It’s now or never, government advises Left (Second Lead)

June 18th, 2008 - 9:27 pm ICT by IANS  

A file-photo of Sonia Gandhi

New Delhi, June 18 (IANS) Upping the ante on the nuclear deal, the government Wednesday virtually threw down the gauntlet to the Left, telling them that if it does not get their consent on the next stage of operationalisation of the India-US nuclear deal they should be prepared for the inevitable. “The government is taking a tough stand. We tried to convince the Left that an immediate election is risky for both,” said a government source familiar with the latest discussion with Left leaders, suggesting the two sides could be soon heading for a showdown that could lead to an early election that many are predicting.

The Left parties asserted that they would not support the government’s move to finalise the India-specific safeguards agreement with the International Atomic Energy Agency (IAEA) as they were not privy to the text of the pact with the global nuclear watchdog.

“The Left parties are of the firm opinion that the government should not proceed to seek approval of the text of the India specific safeguards agreement from the Board of Governors of the IAEA,” said a joint statement by the four Left parties.

The Communist Party of India-Marxist (CPI-M)-led Left parties met here hours after the government postponed a crucial meeting of the United Progressive Alliance (UPA)-Left nuclear committee, scheduled for Wednesday.

The meeting is likely to be held June 25 or 26 after External Affairs Minister Pranab Mukherjee, who heads the 15-member nuclear committee, returns from Australia Tuesday evening.

“We have given the Left time to fall in line,” said a Congress leader, who is a member of the panel.

The Left leaders argued that the government has not divulged the details of the safeguards agreement with them though there had been an understanding that the outcome of the negotiations will be presented to the committee for its consideration before it finalises its findings.

“However, the text has not been made available to the committee. As far as the Left parties are concerned, they have not been able to form any opinion on the text of the safeguards agreement. Neither has the committee arrived at its findings,” the statement said.

In a last minute attempt to convince the Communists for a green signal to go ahead to finalise the IAEA pact, Mukherjee held two rounds of discussions with CPI-M general secretary Prakash Karat on Monday and Tuesday. Another CPI-M politburo member Sitaram Yechury met Congress president Sonia Gandhi Tuesday evening.

The government’s decision to postpone Wednesday’s meeting came just hours before the committee was expected to meet. Although the official reason cited is Mukherjee’s engagements with visiting Syrian President Bashar al-Assad, informed sources said this was a ruse to give the government more time to arrive at a consensus on the contentious deal.

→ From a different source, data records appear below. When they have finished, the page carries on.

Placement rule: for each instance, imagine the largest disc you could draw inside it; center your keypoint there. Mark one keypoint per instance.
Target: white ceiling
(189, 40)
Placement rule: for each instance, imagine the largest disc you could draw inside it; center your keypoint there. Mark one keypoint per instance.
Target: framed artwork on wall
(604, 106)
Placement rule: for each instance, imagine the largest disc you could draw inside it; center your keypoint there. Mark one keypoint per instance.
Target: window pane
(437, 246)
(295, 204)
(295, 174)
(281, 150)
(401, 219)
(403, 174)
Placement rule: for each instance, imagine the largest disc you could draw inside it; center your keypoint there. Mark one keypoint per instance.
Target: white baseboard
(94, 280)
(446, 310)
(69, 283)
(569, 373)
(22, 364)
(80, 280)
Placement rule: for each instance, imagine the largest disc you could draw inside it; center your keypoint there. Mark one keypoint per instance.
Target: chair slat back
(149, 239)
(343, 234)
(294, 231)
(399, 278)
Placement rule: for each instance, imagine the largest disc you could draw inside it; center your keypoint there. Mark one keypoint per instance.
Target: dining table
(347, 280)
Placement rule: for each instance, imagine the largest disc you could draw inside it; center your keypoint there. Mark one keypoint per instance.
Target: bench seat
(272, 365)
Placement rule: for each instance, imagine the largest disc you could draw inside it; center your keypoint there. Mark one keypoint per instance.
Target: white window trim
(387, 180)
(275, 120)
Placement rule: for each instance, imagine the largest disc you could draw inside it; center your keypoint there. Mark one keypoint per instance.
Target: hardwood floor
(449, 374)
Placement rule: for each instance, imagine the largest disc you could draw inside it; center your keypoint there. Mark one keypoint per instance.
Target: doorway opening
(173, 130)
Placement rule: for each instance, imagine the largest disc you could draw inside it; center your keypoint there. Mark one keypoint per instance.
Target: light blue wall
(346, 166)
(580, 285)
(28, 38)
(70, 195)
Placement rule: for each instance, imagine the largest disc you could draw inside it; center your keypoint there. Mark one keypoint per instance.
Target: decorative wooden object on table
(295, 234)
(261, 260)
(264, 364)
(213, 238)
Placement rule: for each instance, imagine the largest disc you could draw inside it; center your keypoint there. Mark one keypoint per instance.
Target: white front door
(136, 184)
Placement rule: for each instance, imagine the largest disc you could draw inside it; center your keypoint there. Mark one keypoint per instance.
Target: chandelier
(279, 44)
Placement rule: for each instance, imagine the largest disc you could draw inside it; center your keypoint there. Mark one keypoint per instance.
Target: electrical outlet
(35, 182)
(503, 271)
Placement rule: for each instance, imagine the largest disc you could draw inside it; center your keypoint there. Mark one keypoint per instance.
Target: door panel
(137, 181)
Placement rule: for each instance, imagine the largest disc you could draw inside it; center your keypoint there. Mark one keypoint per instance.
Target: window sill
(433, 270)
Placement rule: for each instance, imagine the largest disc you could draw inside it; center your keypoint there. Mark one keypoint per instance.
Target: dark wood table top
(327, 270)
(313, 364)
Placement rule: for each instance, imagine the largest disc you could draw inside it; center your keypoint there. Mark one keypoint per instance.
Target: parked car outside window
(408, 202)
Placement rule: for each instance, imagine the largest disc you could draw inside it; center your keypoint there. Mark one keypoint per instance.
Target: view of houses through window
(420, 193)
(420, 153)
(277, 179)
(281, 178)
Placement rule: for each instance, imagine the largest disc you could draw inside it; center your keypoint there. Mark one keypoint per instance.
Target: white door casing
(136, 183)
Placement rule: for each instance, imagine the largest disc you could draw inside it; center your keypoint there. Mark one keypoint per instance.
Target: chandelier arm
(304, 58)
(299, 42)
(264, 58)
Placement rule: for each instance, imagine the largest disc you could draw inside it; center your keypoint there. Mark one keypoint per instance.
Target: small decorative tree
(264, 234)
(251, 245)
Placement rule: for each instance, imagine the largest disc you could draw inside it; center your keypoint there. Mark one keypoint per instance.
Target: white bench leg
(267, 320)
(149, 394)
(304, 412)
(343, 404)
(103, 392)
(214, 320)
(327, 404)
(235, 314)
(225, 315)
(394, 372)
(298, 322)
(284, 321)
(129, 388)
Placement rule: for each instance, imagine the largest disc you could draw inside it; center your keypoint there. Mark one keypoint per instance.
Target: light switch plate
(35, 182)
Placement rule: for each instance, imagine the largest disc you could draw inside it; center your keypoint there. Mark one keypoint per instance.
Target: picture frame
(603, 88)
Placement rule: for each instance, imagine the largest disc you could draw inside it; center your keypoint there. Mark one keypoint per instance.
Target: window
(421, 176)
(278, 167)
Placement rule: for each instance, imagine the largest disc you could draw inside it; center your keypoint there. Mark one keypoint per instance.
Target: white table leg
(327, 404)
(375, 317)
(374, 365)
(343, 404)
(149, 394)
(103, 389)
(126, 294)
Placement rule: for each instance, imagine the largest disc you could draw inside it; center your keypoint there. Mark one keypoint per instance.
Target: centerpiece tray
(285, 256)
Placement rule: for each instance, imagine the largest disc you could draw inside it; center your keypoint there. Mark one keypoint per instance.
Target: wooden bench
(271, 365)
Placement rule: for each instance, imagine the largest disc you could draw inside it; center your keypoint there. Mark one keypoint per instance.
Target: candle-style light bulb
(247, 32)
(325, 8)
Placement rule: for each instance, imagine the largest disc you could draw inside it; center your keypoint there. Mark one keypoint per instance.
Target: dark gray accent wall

Sources in the ruling Congress said the confusion within the party leadership over the deal continues. A large section of leaders, a party insider said, are of the view that the government should cut its losses and forget about the deal. But others, including Prime Minister Manmohan Singh, are pushing hard for the deal that they say will open the way for nuclear commerce to meet the energy crisis.

The Left parties have clarified that they would not allow the government to finalise the India-specific safeguard agreement with the IAEA as they believe that such a move would put the nuclear agreement with Washington in an auto-pilot mode.

The Left cannot make any more compromises with its opposition to the nuclear deal as it would cost it dear electorally, said sources in the CPI-M.

“What will we tell people if we allow them to go ahead and finalise the IAEA pact? It will be a political disaster for us,” a senior CPI-M leader told IANS, speaking on the condition of anonymity.

The government is keen on finalising the safeguards agreement before IAEA Director General Mohamed El Baradei completes his term in July.

The pressure on Gandhi to go ahead with the deal despite the Left’s opposition remains, the sources said.

Once the IAEA agreement is finalised, the next step is to place it before the 45-member Nuclear Suppliers Group (NSG) to get an India-specific exemption to its guidelines, clearing the way for nuclear commerce between New Delhi and NSG member countries.

Once the safeguards agreement passes through NSG, the US Congress will have to decide if it wants to give its nod to the 123 agreement to change its domestic laws to allow trade between US companies and India on civilian nuclear energy and technology.